Global conformational change associated with the two-step reaction catalyzed by Escherichia coli lipoate-protein ligase A.

机构信息

Institute for Enzyme Research, University of Tokushima, Kuramotocho 3-chome, Tokushima 770-8503.

Institute for Enzyme Research, University of Tokushima, Kuramotocho 3-chome, Tokushima 770-8503.

出版信息

J Biol Chem. 2010 Mar 26;285(13):9971-9980. doi: 10.1074/jbc.M109.078717. Epub 2010 Jan 19.

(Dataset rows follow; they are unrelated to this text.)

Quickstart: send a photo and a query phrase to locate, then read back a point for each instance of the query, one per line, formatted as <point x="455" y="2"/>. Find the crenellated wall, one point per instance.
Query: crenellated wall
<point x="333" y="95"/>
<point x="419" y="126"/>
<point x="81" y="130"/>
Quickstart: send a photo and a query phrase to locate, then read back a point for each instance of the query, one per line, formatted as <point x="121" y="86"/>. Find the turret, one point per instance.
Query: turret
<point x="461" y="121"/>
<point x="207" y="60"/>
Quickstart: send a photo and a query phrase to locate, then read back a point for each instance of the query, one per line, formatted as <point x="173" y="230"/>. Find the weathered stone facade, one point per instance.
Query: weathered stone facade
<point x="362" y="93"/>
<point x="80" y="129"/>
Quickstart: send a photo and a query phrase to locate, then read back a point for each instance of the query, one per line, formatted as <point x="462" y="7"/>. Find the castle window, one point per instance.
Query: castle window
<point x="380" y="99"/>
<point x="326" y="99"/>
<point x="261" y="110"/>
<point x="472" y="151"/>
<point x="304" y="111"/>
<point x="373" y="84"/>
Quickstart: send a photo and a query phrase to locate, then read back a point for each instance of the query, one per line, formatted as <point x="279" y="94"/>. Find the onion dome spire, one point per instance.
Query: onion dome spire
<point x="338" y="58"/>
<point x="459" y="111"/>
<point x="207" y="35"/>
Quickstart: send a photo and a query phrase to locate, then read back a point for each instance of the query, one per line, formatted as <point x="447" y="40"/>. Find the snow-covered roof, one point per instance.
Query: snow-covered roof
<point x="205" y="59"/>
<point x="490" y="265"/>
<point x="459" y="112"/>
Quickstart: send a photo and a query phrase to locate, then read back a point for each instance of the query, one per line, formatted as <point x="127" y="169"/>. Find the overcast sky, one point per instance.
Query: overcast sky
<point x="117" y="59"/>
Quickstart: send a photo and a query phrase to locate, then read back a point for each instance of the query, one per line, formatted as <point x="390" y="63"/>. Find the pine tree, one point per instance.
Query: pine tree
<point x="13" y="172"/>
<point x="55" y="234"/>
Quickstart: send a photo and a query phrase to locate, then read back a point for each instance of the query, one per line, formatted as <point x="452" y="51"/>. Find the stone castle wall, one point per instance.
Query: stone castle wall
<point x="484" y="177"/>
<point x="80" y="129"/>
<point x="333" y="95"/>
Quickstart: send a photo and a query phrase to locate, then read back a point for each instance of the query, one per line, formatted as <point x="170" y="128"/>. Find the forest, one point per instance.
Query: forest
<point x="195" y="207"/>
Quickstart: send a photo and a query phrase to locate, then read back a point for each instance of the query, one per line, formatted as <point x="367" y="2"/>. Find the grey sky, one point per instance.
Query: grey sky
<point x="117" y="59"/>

DOI:10.1074/jbc.M109.078717
PMID:20089862
原文链接:https://pmc.ncbi.nlm.nih.gov/articles/PMC2843243/
Abstract

Lipoate-protein ligase A (LplA) catalyzes the attachment of lipoic acid to lipoate-dependent enzymes by a two-step reaction: first the lipoate adenylation reaction and, second, the lipoate transfer reaction. We previously determined the crystal structure of Escherichia coli LplA in its unliganded form and a binary complex with lipoic acid (Fujiwara, K., Toma, S., Okamura-Ikeda, K., Motokawa, Y., Nakagawa, A., and Taniguchi, H. (2005) J Biol. Chem. 280, 33645-33651). Here, we report two new LplA structures, LplA.lipoyl-5'-AMP and LplA.octyl-5'-AMP.apoH-protein complexes, which represent the post-lipoate adenylation intermediate state and the pre-lipoate transfer intermediate state, respectively. These structures demonstrate three large scale conformational changes upon completion of the lipoate adenylation reaction: movements of the adenylate-binding and lipoate-binding loops to maintain the lipoyl-5'-AMP reaction intermediate and rotation of the C-terminal domain by about 180 degrees . These changes are prerequisites for LplA to accommodate apoprotein for the second reaction. The Lys(133) residue plays essential roles in both lipoate adenylation and lipoate transfer reactions. Based on structural and kinetic data, we propose a reaction mechanism driven by conformational changes.

摘要

脂酰基辅酶 A 连接酶 A(LplA)通过两步反应催化脂酰基辅酶 A 的连接:首先是脂酰腺嘌呤反应,其次是脂酰转移反应。我们之前确定了大肠杆菌 LplA 在无配体形式和与脂酸的二元复合物中的晶体结构(Fujiwara,K.,Toma,S.,Okamura-Ikeda,K.,Motokawa,Y.,Nakagawa,A.,和 Taniguchi,H.(2005)J Biol.Chem.280,33645-33651)。在这里,我们报告了两种新的 LplA 结构,LplA.lipoyl-5'-AMP 和 LplA.octyl-5'-AMP.apoH-蛋白复合物,分别代表了脂酰腺嘌呤反应后的中间状态和脂酰转移反应前的中间状态。这些结构显示了在完成脂酰腺嘌呤反应后发生的三个大规模构象变化:腺嘌呤结合环和脂酰结合环的运动以维持脂酰-5'-AMP 反应中间体,以及 C 末端结构域的旋转约 180 度。这些变化是 LplA 适应第二反应中脱辅基蛋白所必需的。Lys(133)残基在脂酰腺嘌呤反应和脂酰转移反应中都发挥着重要作用。基于结构和动力学数据,我们提出了一个由构象变化驱动的反应机制。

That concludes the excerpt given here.